Abstract

During clinical treatment of arrhythmia in patients with chronic heart failure, cardiac function sometimes worsens due to the use of class I antiarrhythmic drugs. Morganroth and Horowitz 1 reviewed the risk of chronic heart failure induced by antiarrhythmic drugs. The class I drugs are classified as local anesthetics because of their sodium channel-inhibiting property.
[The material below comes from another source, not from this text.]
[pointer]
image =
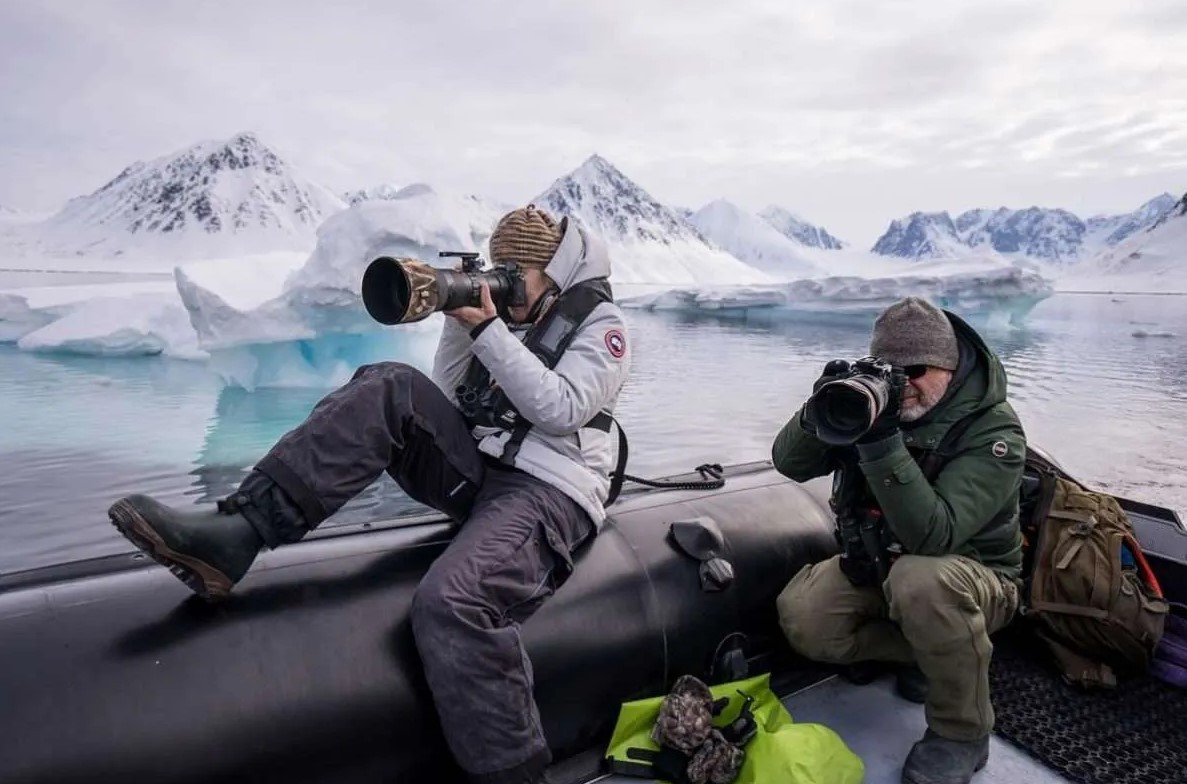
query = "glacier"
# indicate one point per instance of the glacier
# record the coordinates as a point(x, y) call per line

Suppression of the fast sodium current causes a decrease in intracellular calcium concentration and, therefore, a decrease in contractile force of muscles. 2–4 Dennis and Vaughan Williams 5 discussed the role of a reduction in the slow inward current in the negative inotropic effect of antiarrhythmic drugs. Recently, Honerjaeger et al 6 compared several class I antiarrhythmic drugs and tetrodotoxin. They concluded that class I antiarrhythmic drugs have negative inotropic effects due to the sum of sodium channel block and variable additional inotropic properties. They 6 examined calcium channel inhibition as a major additional mechanism underlying the negative inotropic effects, and suggested that several effects result from the sodium, potassium-adenosine triphosphatase inhibition. Concerning the inotropic properties of class I antiarrhythmic drugs, we now report that eibenzoline and aprindine (but not quinidine or disopyramide) transiently increase force by enhancing the effects of intrinsic adrenergic nerves in ventricular muscle at concentrations comparable to those used clinically.